Hill used Indian government data on the cost of pharmaceutical ingredients and allowed for a 50-percent profit margin - but no money for investment in research - to work out the costs of producing certain drugs.

On this basis, he found that Novartis' leukaemia drug Glivec actually cost $159 for a year's treatment, against the $106,000 charged in the United States.

Roche's Tarceva for lung cancer cost $236, against a U.S. price of $79,000, and Novartis' Tykerb cost $4,000 against a price of $74,000.

In all these cases the U.S. cost was far above that charged in certain western European countries, where Glivec costs approximately $29,000-35,000, Tarceva $26,000-29,000 and Tykerb around $35,000, Hill reported.

How do you have a price that is double to triple that charged in other western European nations in the United States?

There is only one way: You must both eviscerate private property rights -- that is, the right to do with something you lawfully acquire as you wish and you must completely ignore 15 USC which criminalizes attempted price-fixing.

You cannot price-fix in the market if you charge different prices in different places without both -- at least not by more than the cost of transportation plus a relatively small amount of profit!

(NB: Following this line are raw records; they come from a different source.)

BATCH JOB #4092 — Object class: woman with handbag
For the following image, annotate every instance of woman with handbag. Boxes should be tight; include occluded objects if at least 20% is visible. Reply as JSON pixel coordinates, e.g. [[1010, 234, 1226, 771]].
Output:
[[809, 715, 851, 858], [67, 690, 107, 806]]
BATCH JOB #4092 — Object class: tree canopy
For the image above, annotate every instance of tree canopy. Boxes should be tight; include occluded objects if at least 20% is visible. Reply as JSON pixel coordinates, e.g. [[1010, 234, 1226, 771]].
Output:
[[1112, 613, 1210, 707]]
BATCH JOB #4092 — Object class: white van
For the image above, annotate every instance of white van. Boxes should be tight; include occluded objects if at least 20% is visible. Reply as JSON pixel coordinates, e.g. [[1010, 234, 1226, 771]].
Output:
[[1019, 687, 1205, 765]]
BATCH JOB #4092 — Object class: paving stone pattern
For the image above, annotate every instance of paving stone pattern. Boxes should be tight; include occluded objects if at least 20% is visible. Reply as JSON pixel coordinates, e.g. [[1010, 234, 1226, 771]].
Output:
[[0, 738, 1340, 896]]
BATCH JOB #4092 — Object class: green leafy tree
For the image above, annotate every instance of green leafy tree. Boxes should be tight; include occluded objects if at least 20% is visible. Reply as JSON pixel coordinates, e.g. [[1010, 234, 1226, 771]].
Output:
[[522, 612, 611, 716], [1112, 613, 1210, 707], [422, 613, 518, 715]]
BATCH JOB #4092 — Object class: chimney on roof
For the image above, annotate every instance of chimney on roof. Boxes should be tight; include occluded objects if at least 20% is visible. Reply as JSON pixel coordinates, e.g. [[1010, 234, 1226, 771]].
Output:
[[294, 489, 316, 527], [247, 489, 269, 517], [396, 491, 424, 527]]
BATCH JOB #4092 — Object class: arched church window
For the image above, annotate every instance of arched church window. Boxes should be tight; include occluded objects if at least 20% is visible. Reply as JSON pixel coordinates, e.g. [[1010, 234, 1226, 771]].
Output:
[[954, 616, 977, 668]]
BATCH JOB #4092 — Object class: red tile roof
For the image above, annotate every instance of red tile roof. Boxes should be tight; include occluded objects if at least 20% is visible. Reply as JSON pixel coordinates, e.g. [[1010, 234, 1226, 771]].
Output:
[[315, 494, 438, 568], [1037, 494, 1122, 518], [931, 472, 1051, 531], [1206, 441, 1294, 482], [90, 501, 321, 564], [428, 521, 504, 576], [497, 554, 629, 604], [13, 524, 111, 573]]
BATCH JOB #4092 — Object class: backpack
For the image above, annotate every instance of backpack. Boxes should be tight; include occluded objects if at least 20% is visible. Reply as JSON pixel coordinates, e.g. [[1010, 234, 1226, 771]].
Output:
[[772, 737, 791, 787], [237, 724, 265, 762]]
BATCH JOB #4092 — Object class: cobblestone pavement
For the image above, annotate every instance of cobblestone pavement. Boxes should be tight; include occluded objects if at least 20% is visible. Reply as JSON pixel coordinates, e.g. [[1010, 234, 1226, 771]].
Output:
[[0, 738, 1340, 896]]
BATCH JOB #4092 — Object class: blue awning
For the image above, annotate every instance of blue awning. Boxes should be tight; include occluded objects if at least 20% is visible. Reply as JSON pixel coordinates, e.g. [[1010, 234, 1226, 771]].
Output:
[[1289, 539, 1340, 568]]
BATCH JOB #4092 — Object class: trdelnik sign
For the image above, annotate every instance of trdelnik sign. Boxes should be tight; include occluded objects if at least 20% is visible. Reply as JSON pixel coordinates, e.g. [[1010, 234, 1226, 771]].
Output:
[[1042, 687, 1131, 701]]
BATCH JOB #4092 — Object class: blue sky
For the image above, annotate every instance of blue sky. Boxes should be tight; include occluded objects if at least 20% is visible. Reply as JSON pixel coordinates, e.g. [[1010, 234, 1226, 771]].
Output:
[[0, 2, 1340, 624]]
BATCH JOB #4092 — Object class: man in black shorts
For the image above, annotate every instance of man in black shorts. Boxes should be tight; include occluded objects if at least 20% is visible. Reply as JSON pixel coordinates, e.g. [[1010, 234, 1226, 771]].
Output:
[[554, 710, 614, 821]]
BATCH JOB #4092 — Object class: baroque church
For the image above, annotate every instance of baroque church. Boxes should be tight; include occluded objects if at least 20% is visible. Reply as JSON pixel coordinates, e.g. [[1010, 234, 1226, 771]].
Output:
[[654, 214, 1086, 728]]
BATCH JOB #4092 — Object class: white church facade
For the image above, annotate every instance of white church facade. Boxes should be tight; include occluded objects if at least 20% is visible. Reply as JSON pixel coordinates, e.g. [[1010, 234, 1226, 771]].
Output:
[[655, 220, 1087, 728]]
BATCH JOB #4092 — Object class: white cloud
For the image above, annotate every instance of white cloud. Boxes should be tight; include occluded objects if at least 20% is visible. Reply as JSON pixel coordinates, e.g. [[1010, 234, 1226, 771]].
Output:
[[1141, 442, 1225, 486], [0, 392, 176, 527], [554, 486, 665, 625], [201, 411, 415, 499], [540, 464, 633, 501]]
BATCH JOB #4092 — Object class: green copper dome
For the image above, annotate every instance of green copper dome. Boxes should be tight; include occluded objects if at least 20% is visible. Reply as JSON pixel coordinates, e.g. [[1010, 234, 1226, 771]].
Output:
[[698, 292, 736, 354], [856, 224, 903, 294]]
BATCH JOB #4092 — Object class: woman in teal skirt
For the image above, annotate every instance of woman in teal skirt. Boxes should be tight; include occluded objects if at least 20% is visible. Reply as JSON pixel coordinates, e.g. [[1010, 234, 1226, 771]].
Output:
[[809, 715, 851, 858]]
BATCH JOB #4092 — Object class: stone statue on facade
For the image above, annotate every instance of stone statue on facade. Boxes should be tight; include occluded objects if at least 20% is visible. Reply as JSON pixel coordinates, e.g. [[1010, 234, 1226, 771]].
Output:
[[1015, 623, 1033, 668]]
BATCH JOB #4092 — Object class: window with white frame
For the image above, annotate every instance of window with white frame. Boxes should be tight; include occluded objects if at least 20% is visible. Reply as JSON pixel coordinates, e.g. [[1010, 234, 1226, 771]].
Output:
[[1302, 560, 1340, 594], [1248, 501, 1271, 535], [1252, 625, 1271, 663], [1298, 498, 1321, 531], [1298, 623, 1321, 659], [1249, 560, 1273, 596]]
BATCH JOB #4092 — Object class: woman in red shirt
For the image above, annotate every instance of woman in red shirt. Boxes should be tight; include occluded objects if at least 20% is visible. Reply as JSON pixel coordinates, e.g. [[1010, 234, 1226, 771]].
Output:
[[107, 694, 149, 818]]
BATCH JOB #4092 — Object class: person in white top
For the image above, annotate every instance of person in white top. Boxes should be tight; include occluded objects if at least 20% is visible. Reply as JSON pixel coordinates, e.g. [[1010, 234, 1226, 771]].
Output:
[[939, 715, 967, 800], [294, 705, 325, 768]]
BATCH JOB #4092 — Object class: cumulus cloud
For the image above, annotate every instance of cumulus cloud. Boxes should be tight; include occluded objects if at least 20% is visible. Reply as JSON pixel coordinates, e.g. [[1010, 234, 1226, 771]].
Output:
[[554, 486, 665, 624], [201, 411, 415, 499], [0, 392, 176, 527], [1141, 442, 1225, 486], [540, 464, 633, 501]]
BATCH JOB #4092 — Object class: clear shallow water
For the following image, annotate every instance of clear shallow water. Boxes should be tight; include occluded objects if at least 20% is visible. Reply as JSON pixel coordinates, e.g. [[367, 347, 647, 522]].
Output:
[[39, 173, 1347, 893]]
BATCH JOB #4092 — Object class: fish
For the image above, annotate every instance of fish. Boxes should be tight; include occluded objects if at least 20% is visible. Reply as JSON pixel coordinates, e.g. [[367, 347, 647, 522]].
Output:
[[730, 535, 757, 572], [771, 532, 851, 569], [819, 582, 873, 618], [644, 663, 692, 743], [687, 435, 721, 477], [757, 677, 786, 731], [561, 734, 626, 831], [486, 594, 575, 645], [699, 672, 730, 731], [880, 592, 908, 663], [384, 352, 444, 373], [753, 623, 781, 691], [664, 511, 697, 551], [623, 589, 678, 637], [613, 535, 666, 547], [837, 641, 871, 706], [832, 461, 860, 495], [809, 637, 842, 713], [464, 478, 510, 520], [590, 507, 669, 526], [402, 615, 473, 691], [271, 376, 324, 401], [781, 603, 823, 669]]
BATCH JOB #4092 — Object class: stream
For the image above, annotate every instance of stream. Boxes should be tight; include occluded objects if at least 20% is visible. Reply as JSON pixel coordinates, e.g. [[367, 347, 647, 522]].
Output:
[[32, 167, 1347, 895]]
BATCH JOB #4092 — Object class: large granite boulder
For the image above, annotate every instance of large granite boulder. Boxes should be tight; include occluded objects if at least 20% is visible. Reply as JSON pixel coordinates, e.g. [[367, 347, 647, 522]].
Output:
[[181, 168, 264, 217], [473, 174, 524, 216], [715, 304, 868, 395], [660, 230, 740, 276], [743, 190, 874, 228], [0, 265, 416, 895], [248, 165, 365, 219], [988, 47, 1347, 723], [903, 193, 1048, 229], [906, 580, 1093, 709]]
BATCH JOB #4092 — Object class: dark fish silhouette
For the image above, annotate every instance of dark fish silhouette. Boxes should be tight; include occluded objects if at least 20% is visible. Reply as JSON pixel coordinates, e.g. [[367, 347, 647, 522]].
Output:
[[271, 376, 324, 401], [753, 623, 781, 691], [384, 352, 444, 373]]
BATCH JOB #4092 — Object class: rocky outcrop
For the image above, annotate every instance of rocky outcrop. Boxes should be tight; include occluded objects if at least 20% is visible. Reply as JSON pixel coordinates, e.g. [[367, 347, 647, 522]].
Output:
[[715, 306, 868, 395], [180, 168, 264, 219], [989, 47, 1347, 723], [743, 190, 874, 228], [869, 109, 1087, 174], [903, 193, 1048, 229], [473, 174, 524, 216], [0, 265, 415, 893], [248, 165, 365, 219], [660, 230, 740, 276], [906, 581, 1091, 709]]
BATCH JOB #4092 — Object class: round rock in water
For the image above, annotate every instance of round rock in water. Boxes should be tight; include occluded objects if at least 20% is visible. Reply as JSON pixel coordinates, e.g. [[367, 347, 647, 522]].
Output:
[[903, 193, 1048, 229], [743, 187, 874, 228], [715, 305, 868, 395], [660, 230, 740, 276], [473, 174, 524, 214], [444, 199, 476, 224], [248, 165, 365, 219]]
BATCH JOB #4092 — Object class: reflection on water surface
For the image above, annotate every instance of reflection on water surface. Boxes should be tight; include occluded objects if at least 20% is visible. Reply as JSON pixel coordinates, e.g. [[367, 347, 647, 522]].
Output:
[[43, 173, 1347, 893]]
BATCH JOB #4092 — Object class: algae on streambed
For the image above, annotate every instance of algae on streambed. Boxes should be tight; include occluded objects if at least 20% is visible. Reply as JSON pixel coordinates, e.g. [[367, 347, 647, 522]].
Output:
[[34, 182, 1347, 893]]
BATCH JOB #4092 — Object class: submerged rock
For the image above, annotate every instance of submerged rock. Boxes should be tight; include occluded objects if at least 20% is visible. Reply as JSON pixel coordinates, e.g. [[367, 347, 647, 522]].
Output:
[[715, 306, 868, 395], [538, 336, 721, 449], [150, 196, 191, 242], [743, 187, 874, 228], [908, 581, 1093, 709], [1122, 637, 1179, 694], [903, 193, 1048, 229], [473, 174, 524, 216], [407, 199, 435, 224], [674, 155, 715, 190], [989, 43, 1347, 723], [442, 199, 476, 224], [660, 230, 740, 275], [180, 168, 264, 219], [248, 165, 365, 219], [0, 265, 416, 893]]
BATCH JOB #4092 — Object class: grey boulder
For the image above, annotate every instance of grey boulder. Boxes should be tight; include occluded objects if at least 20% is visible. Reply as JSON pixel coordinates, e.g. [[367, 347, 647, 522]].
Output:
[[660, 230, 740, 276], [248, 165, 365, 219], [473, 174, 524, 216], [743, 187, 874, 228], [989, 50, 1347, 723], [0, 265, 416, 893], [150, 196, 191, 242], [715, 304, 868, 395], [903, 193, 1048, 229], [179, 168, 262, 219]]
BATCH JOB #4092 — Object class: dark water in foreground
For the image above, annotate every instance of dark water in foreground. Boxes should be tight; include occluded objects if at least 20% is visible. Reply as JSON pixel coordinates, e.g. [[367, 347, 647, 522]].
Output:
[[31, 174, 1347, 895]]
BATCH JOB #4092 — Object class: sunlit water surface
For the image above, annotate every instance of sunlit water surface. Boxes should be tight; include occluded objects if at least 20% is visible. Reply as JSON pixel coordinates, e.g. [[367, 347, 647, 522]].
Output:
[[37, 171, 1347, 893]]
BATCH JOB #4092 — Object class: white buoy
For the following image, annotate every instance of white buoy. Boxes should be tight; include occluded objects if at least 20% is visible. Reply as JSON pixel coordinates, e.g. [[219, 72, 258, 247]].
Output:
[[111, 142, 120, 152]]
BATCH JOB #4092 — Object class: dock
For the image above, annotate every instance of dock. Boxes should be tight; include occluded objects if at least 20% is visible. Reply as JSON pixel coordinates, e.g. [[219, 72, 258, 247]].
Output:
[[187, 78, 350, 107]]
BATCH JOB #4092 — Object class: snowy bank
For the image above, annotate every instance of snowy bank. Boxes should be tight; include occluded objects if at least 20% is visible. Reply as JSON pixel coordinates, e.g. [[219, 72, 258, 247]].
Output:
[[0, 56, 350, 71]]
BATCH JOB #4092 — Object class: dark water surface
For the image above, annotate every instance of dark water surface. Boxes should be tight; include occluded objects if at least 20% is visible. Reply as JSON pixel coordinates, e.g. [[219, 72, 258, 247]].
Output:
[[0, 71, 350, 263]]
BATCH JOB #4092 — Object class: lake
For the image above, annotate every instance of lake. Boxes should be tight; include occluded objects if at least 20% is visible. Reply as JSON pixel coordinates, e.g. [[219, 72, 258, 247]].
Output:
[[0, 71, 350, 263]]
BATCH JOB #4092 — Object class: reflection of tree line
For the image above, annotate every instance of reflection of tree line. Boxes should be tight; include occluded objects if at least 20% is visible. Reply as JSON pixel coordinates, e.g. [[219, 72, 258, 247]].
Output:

There is no "market" in these drugs and the drug-makers have lobbied for and obtained the legal environment that makes this so.  This is trivially easy to correct -- put a stop to that crap by enforcing the "first sale" doctrine (that which I own is mine to dispose of as I wish) and vigorously prosecute any attempt to constrain markets, sales and distribution where market power exists.

This would result in an immediate leveling of prices across the world for these drugs.  They might rise in some other nations, maybe in a lot of other nations.  But they would drop like a stone here.

Everyone wants to talk about forcing price levels for US sale.  There is no need to force anything.  Simply enforce the right to sell whatever you own and prosecute any corporation (and its executives) that try to restrict distribution and cross-border shipment of such drugs.